LIU had just instituted a full-time women’s basketball coaching job and viewed Alaimo as the right fit for the gig. Though she had a job lined up, she knew deep down that coaching would lead to a unique and exciting career.

“It was a great opportunity, so I took a chance,” said Alaimo, who spent three years as LIU’s head women’s coach before moving into more of an administrative role within the school’s sports program.

She spent two tours at LIU Brooklyn, sandwiched between a two-year stint as the associate director of athletics at Fairleigh Dickinson University, Teaneck, N.J. She returned to LIU in 2004 as senior associate director of athletics.

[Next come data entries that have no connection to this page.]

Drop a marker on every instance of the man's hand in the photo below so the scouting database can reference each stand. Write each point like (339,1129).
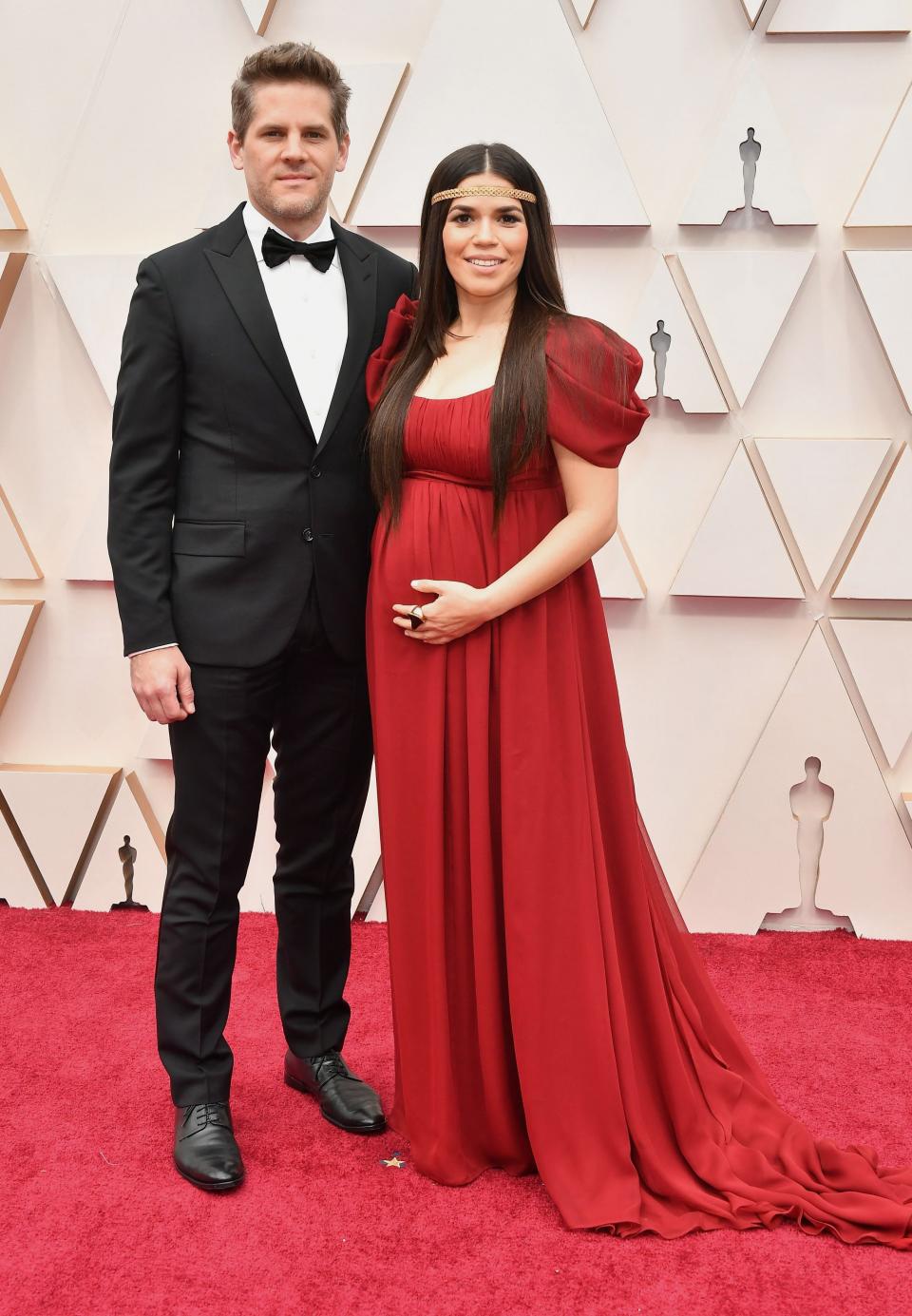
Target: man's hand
(162,686)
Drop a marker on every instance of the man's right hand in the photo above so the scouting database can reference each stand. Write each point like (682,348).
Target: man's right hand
(162,686)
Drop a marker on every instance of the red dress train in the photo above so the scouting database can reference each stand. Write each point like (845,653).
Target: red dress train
(550,1014)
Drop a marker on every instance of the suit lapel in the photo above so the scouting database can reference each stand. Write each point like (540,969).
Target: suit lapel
(233,260)
(359,273)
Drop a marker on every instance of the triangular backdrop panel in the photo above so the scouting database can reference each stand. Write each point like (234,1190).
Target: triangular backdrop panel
(584,10)
(841,16)
(17,561)
(366,853)
(259,13)
(689,376)
(156,742)
(103,884)
(884,282)
(88,560)
(57,810)
(17,887)
(17,621)
(737,550)
(10,216)
(744,297)
(885,195)
(749,865)
(881,567)
(617,571)
(822,485)
(880,655)
(751,10)
(503,99)
(10,266)
(720,184)
(372,91)
(96,291)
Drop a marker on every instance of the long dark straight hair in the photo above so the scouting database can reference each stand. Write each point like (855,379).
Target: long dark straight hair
(519,404)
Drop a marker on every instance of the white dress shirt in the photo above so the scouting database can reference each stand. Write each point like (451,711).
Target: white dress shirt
(313,316)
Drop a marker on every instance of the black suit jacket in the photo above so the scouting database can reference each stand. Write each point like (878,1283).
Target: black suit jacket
(222,505)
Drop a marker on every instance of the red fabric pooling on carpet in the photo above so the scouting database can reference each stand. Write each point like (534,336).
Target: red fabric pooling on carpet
(96,1220)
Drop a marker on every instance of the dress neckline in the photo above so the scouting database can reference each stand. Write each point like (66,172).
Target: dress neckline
(456,397)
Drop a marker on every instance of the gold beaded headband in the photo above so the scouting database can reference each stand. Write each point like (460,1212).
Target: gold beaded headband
(485,190)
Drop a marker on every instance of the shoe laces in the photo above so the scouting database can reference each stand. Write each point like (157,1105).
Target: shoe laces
(204,1115)
(328,1067)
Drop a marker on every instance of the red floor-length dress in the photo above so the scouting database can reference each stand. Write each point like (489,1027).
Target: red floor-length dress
(549,1011)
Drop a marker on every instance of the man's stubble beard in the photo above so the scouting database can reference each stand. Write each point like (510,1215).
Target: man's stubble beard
(291,207)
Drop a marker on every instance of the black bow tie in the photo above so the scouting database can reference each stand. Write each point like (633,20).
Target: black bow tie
(276,248)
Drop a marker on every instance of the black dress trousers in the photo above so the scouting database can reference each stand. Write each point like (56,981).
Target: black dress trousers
(314,707)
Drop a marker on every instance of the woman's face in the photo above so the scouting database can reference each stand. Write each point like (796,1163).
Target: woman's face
(484,238)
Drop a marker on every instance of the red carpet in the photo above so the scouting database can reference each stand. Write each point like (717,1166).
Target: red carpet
(96,1221)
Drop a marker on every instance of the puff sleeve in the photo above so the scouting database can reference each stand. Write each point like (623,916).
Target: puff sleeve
(399,327)
(593,407)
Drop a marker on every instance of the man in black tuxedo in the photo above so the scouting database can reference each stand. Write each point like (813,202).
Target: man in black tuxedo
(239,536)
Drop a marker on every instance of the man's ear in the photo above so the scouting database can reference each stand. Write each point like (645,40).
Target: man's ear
(236,149)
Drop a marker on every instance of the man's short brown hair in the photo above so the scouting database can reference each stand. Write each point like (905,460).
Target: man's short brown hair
(289,61)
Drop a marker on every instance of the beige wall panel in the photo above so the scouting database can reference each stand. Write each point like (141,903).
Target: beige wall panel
(751,10)
(17,561)
(10,216)
(687,376)
(156,742)
(103,882)
(822,485)
(88,560)
(696,682)
(885,195)
(617,571)
(378,909)
(884,282)
(744,297)
(147,128)
(436,115)
(77,40)
(749,867)
(583,10)
(881,566)
(880,655)
(259,13)
(720,184)
(737,550)
(366,853)
(10,267)
(841,16)
(57,810)
(17,621)
(19,886)
(96,291)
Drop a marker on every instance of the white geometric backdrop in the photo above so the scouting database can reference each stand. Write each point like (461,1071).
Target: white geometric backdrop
(733,194)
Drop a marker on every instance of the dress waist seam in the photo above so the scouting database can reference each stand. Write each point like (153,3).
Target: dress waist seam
(515,485)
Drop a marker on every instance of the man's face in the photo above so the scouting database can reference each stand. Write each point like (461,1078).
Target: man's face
(290,154)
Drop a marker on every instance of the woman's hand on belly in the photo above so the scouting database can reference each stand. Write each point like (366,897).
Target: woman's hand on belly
(457,609)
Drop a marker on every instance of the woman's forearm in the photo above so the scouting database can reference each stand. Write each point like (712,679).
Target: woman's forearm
(567,546)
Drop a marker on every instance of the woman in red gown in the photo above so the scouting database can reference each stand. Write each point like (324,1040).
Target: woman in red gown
(550,1009)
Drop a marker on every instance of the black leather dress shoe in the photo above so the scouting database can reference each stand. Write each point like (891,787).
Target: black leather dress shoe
(204,1148)
(345,1100)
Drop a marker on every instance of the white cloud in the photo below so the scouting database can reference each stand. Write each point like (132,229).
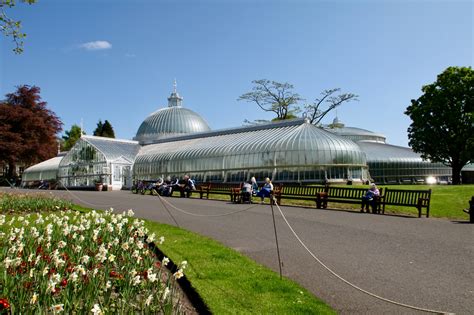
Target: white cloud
(96,45)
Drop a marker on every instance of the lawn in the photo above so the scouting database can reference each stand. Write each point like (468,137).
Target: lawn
(231,283)
(227,281)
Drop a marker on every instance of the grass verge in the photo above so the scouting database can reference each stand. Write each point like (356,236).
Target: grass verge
(227,281)
(232,283)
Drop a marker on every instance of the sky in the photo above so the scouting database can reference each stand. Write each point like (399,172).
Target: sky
(117,59)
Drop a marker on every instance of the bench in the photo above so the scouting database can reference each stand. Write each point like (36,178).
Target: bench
(350,195)
(408,198)
(470,211)
(142,186)
(230,189)
(298,192)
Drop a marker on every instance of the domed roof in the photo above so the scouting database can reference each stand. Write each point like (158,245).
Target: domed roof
(172,121)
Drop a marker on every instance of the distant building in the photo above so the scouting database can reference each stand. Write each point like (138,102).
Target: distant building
(173,141)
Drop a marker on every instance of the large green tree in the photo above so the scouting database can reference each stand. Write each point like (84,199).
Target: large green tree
(104,129)
(442,127)
(279,98)
(28,129)
(11,27)
(71,136)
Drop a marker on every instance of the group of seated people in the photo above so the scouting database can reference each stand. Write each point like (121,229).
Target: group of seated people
(250,189)
(166,187)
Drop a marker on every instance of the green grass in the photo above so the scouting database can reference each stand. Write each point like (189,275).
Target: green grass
(227,281)
(232,283)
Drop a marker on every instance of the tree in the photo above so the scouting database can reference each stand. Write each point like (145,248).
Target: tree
(272,96)
(104,129)
(279,98)
(10,27)
(315,111)
(71,136)
(28,129)
(442,127)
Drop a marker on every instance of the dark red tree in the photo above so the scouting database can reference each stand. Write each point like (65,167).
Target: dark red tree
(28,130)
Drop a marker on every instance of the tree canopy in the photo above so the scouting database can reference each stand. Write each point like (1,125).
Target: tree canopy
(104,129)
(71,136)
(272,96)
(11,27)
(442,127)
(28,129)
(317,110)
(279,98)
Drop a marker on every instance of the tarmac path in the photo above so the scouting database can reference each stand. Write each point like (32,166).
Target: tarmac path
(423,262)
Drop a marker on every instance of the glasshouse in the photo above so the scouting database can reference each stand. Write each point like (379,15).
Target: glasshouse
(44,171)
(98,160)
(285,151)
(390,164)
(174,141)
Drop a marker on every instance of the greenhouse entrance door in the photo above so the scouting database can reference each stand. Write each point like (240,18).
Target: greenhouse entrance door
(121,174)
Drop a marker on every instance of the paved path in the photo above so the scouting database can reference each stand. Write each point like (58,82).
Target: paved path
(423,262)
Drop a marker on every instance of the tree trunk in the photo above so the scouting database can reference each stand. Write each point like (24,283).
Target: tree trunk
(456,174)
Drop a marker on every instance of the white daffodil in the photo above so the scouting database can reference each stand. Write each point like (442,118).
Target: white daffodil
(85,259)
(136,280)
(57,308)
(178,274)
(165,294)
(96,310)
(34,298)
(152,277)
(148,300)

When most recent St. Joe’s athletic director James Lally moved over to St. John’s University, Jamaica, Alaimo was the perfect fit to assume the role. It surely helped that St. Joe’s is located less than a mile from LIU Brooklyn.

“I just had a great feel from the first day I was here,” said Alaimo, who resides with her husband, Steve, in West Nyack, N.Y. They have three children: Elizabeth, Clare and Danny.

Her time at Stella Maris prepared her well for her new position, because a good number of St. Joe’s student-athletes previously played in the local Catholic sports league.

“I walked in their shoes,” she said. “We’re going to continue to try to draw kids in from Brooklyn and Queens. We want to be in the mix. We think we’re a really good option for kids who want to stay home for college.”

The sports program’s momentum at St. Joe’s has been trending upward for the better part of the last decade. The Bears joined the NCAA’s Division III in 2011, opened the state-of-the-art Hill Center on Vanderbilt Avenue in 2014 and had all 13 sports become members of the Skyline Conference in 2015.

“It’s about maintaining the culture, the sense of family and the things that are important,” Alaimo said. “It’s an opportunity for us to work with young students and prepare them for life.

“There are such parallels between athletics and the real world, and we’re just going to continue to try to keep student-athletes our priority. We’re going to work to be the best we can be with the resources we have.”

Sounds like a great plan to keep the Bears roaring in Brooklyn and beyond.